Selective pressure analysis

The CODEML program implemented in the PAML 3.14 software package (http://abacus.gene.ucl.ac.uk/software/paml.html) [24] was used to investigate the adaptive evolution of the NS5B protein using the fourth dataset including 33 Montenegrin isolates. Six models of codon substitution: M0 (one-ratio), M1a (nearly neutral), M2a (positive selection), M3 (discrete), M7 (beta), and M8 (beta and omega) were used in this analysis [25]. Since these models are nested, we used codon-substitution models to fit the model to the data using the likelihood ratio test (LRT) [26]. The dN/dS rate (ω) was also estimated by the ML approach implemented in the program HyPhy [27]. Site-specific positive and negative selection was estimated by two different algorithms: the fixed-effects likelihood (FEL) algorithm, which fits an ω rate to every site and uses the likelihood ratio to test if dN = dS, and the random-effects likelihood algorithm (REL), a variant of the Nielsen–Yang approach [26] that assumes that a discrete distribution of rates exists across sites and allows both dS and dN to vary independently site by site. The three methods have been described in more detail elsewhere [28]. In order to select sites that are under selective pressure and keep our test conservative, a P-value of ≤ 0.1 or a posterior probability of ≥ 0.9 as relaxed critical values was assumed. For evolutionary analysis, the reference sequence with the accession number YP_001491557 was used to trace the exact position of the amino acids found to be under selection.

Residue conservation analysis and homology modelling

The nucleotide sequence alignment of the NS5B gene sequence dataset was used to generate a conceptual translation to the corresponding peptide sequences, using UGene software [29]. The amino acid sequences were then aligned, using Clustal Omega [30], to the sequence of the reference RNA-dependent RNA polymerase sequence from hepatitis C virus genotype 3 subtype 3a (NS5B-3a, RefSeq accession no.: YP_001491557). The variability of NS5B polymerase protein sequences was assessed by calculating the prevalence of the most common wild-type amino acid at each position of the alignment. The amino acid conservation was defined as the percentage of sites with <10% residue variability.

Since the NS5B-3a structure was not available, homology modelling was used to generate a three-dimensional model. The availability of structural templates in the Protein Data Bank was checked using BLASTp [31]. The structure showing the highest quality, resolution and degree of sequence similarity to HCV NS5B-3a polymerase was selected. The alignment of the target sequence with the selected template was calculated using Clustal Omega. A total of ten homology models was generated and optimized using Modeller 9.13 [32]. The model with the best values of the Modeller scoring function was selected for subsequent analysis.
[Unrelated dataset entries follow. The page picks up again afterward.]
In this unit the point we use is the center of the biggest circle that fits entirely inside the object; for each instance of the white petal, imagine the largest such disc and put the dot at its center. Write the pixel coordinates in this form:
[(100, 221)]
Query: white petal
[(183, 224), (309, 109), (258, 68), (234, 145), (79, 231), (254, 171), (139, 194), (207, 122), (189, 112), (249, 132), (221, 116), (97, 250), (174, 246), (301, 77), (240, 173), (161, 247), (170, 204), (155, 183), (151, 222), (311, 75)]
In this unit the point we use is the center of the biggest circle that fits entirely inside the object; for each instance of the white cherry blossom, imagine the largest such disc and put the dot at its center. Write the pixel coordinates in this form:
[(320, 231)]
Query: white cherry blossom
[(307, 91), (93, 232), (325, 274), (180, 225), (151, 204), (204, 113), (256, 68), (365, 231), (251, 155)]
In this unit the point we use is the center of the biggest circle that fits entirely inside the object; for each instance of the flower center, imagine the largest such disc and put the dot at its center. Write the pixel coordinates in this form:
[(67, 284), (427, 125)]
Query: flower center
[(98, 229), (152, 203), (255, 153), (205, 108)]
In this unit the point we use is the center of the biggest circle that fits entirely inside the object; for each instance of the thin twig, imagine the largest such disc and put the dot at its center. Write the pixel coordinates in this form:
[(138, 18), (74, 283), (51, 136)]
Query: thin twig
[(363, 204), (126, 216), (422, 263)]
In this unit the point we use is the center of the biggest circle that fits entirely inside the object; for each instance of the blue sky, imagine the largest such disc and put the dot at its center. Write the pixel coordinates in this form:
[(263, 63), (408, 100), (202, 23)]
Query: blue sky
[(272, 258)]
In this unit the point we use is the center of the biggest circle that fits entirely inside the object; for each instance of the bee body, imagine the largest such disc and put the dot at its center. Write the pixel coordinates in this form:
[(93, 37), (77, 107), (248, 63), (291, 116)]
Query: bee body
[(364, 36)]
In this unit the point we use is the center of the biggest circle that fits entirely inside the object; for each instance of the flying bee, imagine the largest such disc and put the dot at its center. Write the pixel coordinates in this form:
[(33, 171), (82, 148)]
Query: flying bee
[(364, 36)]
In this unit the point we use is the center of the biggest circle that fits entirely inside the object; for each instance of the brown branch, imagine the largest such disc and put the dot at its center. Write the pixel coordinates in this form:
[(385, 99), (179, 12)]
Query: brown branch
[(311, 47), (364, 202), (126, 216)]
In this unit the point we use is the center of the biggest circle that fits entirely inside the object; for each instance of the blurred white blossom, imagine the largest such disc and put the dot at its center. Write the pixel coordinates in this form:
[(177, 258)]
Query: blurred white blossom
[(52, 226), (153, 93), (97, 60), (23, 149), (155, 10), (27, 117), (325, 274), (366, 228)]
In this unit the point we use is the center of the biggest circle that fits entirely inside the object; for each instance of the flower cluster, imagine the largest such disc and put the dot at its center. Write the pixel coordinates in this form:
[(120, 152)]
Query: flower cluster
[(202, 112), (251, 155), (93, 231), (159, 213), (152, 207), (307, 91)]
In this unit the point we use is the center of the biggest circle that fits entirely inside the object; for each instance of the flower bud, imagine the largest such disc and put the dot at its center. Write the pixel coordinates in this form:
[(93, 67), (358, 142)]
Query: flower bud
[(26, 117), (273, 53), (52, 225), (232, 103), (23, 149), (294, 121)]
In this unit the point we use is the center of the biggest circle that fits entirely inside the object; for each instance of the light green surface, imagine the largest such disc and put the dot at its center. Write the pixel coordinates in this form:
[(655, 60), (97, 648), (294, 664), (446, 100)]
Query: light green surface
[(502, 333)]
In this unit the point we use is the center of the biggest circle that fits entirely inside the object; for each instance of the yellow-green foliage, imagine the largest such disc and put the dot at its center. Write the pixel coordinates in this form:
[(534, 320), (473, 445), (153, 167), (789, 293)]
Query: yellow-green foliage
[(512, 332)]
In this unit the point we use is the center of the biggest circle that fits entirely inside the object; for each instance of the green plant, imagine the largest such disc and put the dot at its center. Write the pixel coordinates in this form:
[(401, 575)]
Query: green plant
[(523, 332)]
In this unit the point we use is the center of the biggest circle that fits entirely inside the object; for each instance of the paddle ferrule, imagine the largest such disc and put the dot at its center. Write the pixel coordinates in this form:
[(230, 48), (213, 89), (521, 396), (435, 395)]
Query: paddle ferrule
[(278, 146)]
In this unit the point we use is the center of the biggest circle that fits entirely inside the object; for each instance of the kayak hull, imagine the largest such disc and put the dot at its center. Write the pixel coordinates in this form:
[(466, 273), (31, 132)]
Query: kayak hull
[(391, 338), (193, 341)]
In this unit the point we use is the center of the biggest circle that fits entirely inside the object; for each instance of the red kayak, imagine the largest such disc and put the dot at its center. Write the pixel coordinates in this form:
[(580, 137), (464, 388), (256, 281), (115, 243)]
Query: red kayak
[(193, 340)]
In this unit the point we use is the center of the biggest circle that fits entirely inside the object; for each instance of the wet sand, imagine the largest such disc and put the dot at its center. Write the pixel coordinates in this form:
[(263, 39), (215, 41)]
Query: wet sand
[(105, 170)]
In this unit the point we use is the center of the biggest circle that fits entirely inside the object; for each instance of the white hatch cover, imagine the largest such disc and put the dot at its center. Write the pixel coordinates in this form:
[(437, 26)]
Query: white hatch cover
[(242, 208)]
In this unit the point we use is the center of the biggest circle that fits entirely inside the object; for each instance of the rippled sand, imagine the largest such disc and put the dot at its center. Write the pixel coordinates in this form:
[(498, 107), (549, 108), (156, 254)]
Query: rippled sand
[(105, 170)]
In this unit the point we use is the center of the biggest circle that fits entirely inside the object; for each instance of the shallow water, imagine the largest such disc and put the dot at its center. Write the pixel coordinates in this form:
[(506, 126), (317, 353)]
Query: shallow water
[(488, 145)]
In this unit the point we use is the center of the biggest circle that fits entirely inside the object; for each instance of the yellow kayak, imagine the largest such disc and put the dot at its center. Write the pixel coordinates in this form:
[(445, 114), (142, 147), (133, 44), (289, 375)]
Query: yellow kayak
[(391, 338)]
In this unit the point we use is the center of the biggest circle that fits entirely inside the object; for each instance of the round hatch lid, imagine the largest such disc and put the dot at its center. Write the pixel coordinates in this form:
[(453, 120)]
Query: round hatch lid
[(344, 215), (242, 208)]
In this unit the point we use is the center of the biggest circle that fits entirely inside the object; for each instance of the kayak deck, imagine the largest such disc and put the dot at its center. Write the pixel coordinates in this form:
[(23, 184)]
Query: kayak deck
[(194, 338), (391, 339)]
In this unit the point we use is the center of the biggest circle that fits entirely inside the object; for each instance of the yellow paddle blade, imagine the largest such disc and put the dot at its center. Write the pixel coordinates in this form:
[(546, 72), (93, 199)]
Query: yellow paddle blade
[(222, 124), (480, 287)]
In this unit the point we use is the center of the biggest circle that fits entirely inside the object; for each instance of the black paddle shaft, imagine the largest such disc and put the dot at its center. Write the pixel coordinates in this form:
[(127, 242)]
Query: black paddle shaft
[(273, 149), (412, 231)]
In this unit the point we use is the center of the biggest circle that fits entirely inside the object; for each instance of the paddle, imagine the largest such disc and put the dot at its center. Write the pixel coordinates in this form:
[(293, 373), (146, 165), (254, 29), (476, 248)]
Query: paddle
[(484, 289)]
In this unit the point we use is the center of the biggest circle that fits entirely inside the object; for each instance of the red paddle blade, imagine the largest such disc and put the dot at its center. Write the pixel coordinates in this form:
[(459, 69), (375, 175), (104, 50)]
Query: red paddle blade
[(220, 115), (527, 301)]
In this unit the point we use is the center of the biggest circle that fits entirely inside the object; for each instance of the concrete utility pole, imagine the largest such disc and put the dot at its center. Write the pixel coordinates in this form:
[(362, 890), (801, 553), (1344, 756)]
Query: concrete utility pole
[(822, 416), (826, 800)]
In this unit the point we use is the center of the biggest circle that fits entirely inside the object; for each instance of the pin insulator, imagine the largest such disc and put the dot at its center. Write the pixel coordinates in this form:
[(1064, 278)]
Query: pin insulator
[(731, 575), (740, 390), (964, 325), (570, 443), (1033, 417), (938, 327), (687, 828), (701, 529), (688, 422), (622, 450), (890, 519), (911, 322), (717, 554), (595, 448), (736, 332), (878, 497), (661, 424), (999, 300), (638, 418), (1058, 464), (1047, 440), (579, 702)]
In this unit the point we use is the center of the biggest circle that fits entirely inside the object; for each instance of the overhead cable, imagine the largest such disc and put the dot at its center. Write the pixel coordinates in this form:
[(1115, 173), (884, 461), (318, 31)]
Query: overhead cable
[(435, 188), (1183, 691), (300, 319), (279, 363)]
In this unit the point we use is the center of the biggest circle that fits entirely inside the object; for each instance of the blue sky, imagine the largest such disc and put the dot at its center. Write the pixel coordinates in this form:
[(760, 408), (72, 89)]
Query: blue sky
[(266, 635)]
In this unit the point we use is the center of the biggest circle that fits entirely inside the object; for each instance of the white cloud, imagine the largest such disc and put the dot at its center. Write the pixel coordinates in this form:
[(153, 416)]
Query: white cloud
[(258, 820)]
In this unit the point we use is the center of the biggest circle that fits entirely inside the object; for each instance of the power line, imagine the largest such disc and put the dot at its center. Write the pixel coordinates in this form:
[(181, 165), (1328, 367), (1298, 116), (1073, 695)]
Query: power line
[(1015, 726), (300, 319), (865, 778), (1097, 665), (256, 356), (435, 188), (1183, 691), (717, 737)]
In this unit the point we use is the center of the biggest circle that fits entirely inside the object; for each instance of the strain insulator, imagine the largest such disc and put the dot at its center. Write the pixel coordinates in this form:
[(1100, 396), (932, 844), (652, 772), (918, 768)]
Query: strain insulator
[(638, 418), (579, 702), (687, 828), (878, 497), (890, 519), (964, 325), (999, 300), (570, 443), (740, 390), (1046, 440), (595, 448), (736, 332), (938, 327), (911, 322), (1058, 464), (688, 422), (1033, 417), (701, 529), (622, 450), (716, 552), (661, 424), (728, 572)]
The model was validated using the standard programs ProsaII [33] and Procheck [34]. Residue conservation was evaluated using the Consurf server [35]. Alignment display and editing were done using UGene. Protein structure analysis, in silico mutagenesis, and figure design were performed using PyMOL [36]. Two similar and independent tools, I-Mutant-2.0 [37] and CUPSAT [38], were used to analyze the overall impact of each amino acid variation on protein stability. Both programs predict the stability of a point-mutated protein, based on its protein sequence or 3-D structure, respectively. The output file shows the predicted free energy change (ΔΔG), which is calculated as the unfolding Gibbs free energy change of the mutated protein minus the unfolding free energy value of the native protein (units, kcal/mol). The overall impact of a point mutation on protein stability was evaluated using a consensus criterion: a result was accepted only if both methods predicted the same effect on the protein structure, i.e., destabilizing or stabilizing.

Results

Characteristics of patients and HCV genotype/subtype distribution

Among 64 IDUs patients with persistent HCV infection living in Montenegro, 53 were males (82.8%) and 11 females (17.2%). The median age was 31 years (range 19–51).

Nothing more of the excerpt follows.